36-Hour News Cycle Online
Z. Dezso et al.
Online news stories typically have a 36 hour shelf life, according to a study by a group of physicists hailing from Notre Dame University, Lawrence Livermore National Laboratory, the Hungarian Academy of Sciences, and Harvard. While traditional print and broadcast news media are constrained by 24 hour daily schedules, visits to online news stories typically peak within a few hours and decay rapidly over the course of a day and a half. The study shows that, mathematically speaking, visits to online news stories follow a pattern in time that is similar to maps of connections between web sites and social groups. That is, visits to news stories decreased in the form of a power law - a mathematical law that turns up frequently in self organizing interactions in nature and society, which are frequently studied in a field of physics know as complexity theory. The researchers based their study on visits to a major European news site, www.origo.hu, which receives over 6.5 million hits per day. In addition to revealing the form of the decay in news story interest, the researchers confirmed that comparative interest in specific stories also varied with a power law, which in turns shows that most visitors only view the headlines of about 53% of items on a news site, and actually read only 7% of news stories.
The Secret Lives of Pebbles
D. J. Durian et al.
If pebbles could talk, they might tell tales of tortuous journeys as they were transformed from jagged rock shards to smooth stones.

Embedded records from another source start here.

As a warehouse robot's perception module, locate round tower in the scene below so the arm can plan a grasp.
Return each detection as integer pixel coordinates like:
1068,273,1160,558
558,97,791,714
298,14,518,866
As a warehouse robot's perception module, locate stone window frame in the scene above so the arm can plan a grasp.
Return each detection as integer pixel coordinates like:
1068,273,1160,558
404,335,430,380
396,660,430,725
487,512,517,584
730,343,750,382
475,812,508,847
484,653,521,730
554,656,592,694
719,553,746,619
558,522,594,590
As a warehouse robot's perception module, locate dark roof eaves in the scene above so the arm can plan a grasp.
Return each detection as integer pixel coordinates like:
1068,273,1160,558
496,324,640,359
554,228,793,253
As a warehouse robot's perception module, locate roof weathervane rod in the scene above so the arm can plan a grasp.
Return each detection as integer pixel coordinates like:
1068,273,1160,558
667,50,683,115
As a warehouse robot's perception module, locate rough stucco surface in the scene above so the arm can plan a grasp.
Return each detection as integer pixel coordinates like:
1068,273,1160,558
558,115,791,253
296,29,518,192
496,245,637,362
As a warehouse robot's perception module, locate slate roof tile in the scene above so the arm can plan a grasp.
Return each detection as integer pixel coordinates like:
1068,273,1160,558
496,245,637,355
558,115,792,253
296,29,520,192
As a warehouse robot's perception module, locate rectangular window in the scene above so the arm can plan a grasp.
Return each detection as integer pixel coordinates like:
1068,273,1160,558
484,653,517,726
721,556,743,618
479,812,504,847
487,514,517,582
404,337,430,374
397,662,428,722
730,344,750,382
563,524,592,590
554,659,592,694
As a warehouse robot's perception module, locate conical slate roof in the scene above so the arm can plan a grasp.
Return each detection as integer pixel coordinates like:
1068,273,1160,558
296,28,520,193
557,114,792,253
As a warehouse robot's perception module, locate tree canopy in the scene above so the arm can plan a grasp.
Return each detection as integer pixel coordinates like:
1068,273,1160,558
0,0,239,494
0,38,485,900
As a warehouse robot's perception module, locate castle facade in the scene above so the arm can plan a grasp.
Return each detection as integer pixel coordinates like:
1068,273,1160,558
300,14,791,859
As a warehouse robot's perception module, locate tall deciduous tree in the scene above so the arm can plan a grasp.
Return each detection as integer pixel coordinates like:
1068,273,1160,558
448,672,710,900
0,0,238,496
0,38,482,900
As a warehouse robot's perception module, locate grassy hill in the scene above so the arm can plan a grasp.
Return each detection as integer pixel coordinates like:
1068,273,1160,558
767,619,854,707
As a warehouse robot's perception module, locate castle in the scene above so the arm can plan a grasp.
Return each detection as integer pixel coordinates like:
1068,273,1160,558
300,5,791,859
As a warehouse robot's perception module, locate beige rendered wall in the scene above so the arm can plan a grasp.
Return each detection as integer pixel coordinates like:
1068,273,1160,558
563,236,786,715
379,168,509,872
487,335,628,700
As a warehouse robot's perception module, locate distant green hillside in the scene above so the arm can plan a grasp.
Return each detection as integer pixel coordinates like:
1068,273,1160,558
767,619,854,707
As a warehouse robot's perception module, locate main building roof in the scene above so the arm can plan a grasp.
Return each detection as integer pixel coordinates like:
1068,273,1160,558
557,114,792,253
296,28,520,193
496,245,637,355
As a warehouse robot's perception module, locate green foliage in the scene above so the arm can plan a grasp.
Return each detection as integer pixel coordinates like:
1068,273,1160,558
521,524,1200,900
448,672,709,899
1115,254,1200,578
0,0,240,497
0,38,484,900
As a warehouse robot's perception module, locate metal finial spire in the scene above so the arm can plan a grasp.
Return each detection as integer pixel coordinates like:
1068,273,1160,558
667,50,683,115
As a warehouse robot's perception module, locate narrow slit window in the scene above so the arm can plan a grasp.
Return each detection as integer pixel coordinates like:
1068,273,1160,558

Physicists at the University of Pennsylvania and the Institut de Geologie in France are hoping to deduce the history of a pebble’s travels through streams, under glaciers, or along seashores by developing models of pebble erosion. The researchers evaluated possible models by experimentally simulating erosion with artificial pebbles made of five millimeter thick tiles of clay that were molded in various geometrical shapes including squares, triangles, and other polygons. The researchers tracked changes in the tile shapes as they tumbled on a tilted, rotating pan. The tiles’ sharp corners rapidly wore away, but the physicists were surprised to find that the tiles ultimately approached shapes that were not the perfect circles predicted by simple models based on the proposition that points are gradually polished down on pebbles. Instead they tended to form more intricate shapes that were almost, but not quite, circles. In addition, the final shapes are the same regardless of the artificial pebble’s starting shape. More involved models that take into account the fracture of protruding points predicted final tile shapes more accurately. Although the research is in its early stages, theories of pebble erosion could soon provide clues to geological history encoded in various pebble shapes.
A Theory of Cloudbursts
Michael Wilkinson et al.
It’s a common observation that puffy cumulus clouds are often the source of sudden rain storms, while rain from smoother stratus clouds ramps up much more slowly. Experiments have confirmed many scientists’ speculations that the convection that gives puffy clouds their shape is also the source of the sudden showers, but only now have physicists at the Open University in England produced a theory that consistently explains the precipitation patterns. They propose that adjacent water droplets in a stable stratus cloud rarely collide with their neighbors because they move at about the same speed. Sufficiently violent turbulence in cumulous clouds, however, moves droplets at a range of speeds, which causes some to overtake others and collide to form larger drops. Once the turbulence exceeds a critical value, the large drops grow rapidly and fall as rain within a few minutes.
Philip Walther et al.
If you are still coming to grips with the quantum weirdness of entanglement, where two or more particles essentially become a single quantum object even though they may be in entirely different places, then hold on to your hats. Physicists at Austria’s Universität Wien and Österreichische Akademie der Wissenschaften have experimentally demonstrated that entanglement itself can become entangled. By entangling three photons and making a measurement on one of them, the group was able to learn about the entangled state of the other two photons. Quantum entanglement, which Einstein considered “spooky action at a distance,” is currently being explored as a route to secure communication and quantum computing, but in the labs is usually limited to particle pairs. The authors do not speculate on specific applications of entangled entanglement, but the experiment shows at the very least that quantum mechanics is even spookier than Einstein suspected it to be.